Perbedaan lainnya adalah, pada rakaat kedua setelah rukuk, imam membaca doa qunut seperti dalam Shalat Subuh.

Menurut Ahli Ghufron, pendapat para ulama sebagian besar hanya dibaca pada Shalat Subuh, sementara shalat lainnya jarang dibaca. Meskipun demikian ia mengakui bahwa masih ada beberapa imam yang membaca qunut saat Shalat Jumat atau Shalat Idul Fitri dan Idul Adha.
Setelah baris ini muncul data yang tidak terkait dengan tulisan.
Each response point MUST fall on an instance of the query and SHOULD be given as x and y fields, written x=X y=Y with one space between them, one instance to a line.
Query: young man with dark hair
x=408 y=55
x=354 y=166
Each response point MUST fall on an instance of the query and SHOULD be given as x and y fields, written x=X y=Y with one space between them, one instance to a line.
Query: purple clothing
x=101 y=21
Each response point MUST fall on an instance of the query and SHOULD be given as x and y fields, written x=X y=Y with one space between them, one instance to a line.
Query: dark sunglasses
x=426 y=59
Seusai Shalat Id, keluarga kiai pemilik mushalla atau langgar menyediakan makan atau sarapan untuk jamaah yang hadir. Nasi dan lauk sederhana itu biasanya juga merupakan kumpulan dari kiriman warga sekitar, dengan hidangan nasi berlauk daging seadanya ditambah mi goreng dan potongan telor ayam yang digodok kemudian digoreng.
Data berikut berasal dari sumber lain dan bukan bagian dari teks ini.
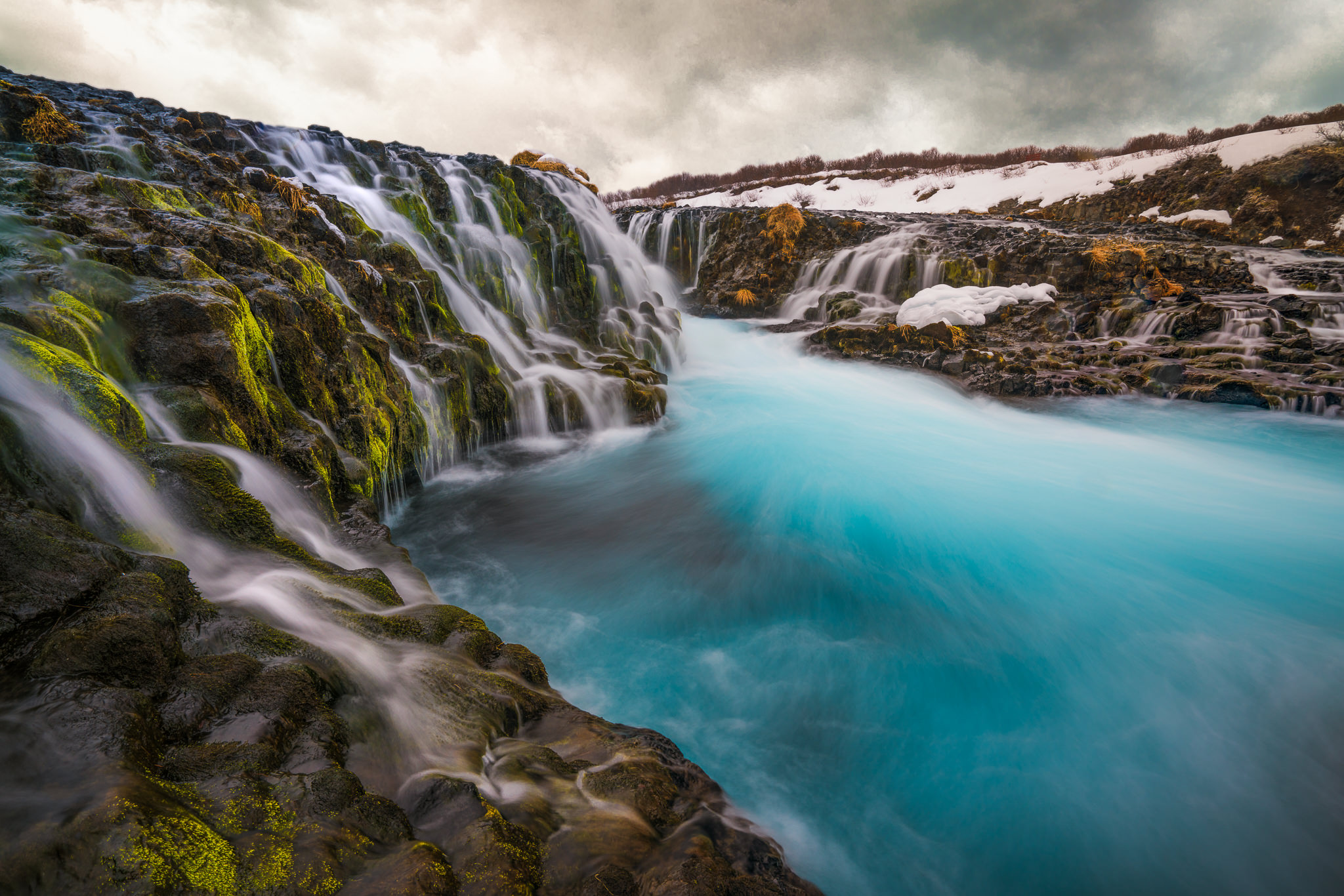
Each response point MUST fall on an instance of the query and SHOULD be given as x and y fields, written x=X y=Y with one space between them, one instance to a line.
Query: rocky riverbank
x=202 y=692
x=1144 y=306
Seusai makan bersama, jamaah kemudian berbincang mengenai berbagai hal dan sekitar pukul 8:30 pulang ke rumah masing-masing. Kegiatan warga dilanjutkan dengan silaturahmi ke famili dan tetangga dekat. Bisanya keluarga yang lebih muda terlebih dahulu mendatangi yang lebih tua sebagai bentuk penghormatan. Setelah itu, pada malam atau esok harinya keluarga lebih tua mengadakan kunjungan balasan ke yang lebih muda.
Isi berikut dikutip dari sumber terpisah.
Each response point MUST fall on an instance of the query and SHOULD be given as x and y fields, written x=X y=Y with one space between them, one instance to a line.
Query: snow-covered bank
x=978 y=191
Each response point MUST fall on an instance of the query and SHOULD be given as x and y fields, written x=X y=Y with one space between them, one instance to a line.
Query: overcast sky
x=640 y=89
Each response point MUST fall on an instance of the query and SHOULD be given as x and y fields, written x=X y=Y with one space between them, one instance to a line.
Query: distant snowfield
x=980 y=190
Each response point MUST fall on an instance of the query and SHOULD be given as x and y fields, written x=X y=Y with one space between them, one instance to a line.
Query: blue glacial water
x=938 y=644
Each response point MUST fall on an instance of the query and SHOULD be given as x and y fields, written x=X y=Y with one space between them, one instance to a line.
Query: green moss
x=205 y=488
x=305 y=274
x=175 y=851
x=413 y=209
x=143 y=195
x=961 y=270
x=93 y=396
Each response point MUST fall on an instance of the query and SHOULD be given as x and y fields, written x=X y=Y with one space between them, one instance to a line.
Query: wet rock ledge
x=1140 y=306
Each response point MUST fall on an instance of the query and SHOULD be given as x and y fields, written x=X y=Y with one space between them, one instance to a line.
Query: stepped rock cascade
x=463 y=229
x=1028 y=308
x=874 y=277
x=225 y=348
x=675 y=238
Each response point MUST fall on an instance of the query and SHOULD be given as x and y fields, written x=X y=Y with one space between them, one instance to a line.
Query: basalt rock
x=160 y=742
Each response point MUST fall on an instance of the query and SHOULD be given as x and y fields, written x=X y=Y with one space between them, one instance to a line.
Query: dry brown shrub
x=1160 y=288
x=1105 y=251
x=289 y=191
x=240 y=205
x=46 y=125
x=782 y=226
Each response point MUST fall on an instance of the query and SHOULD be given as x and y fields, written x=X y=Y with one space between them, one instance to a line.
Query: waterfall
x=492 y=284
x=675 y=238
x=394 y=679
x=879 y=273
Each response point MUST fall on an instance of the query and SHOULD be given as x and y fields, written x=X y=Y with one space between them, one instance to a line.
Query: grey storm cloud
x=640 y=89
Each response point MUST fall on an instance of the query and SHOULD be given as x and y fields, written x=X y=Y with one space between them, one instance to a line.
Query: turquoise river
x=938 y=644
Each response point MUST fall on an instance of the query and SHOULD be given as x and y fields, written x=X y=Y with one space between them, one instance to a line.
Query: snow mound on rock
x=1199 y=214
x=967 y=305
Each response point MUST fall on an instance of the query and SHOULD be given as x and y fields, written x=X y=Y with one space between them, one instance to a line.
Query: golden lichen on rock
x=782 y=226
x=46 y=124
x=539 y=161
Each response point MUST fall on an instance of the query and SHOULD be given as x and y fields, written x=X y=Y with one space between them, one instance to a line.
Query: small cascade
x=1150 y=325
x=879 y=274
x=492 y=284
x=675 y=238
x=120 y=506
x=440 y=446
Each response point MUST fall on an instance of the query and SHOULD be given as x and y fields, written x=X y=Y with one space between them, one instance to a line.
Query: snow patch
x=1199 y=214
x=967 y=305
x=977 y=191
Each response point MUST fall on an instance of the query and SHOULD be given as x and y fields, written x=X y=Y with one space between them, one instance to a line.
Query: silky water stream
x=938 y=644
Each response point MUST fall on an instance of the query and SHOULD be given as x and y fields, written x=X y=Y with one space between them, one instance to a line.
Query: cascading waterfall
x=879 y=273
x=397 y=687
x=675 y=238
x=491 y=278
Tak lupa, saat kunjungan, sekaligus menjadi ajang saling meminta maaf itu, keluarga yang berkunjung membawa makanan, berupa nasi dan lauk daging ditambah jajan basah, seperti kucur, wajik dan lainnya. Untuk lauk daging, kebiasaan mengolah dari warga desa di Pamekasan hampir semuanya sama, yaitu mirip rendang atau semur kering.

Tradisi makanan Lebaran di Madura tidak mengenal sajian ketupat, melainkan hanya nasi. Sementara ketupat disediakan 7 hari setelah Idul Fitri. Orang Madura biasa menyebut sebagai Lebaran Ketupat atau lebaran bagi yang berpuasa Syawal selama 6 hari.

Selain mengunjungi keluarga yang masih hidup, di hari pertama Lebaran, warga juga mengunjungi keluarga yang sudah ada di dalam kubur atau ziarah. Di areal kuburan mereka membaca doa tahlil bersama, kemudian menaburkan bunga di atas pusara keluarganya. Jangan bayangkan taburan itu seperti di kota-kota yang jenisnya lengkap, mulai dari mawar, kenanga, melati, dan lainnya. Tabur bunga di makam di perdesaan Madura ini cukup dengan menggunakan irisan daun pandan, sehingga di atas pusara itu taburan bunganya sama, warna hijau dari daun pandan yang dirajang.

Jika di areal makan berjumpa dengan tetangga atau teman, biasanya dimanfaatkan warga untuk saling meminta maaf. Mereka yang baru pulang dari rantau biasanya berkomunikasi lebih lama karena diwarnai dengan basa-basi saling bertanya kabar, termasuk jumlah anak atau cucu.

Setelah dari makam, warga kemudian melanjutkan kunjungan ke sanak familinya yang tinggal berbeda desa untuk bermaaf-maafan. Sementara untuk keluarga yang lebih jauh, kunjungan biasanya dilakukan pada esok hari, lusa, atau sebelum Lebaran Ketupat.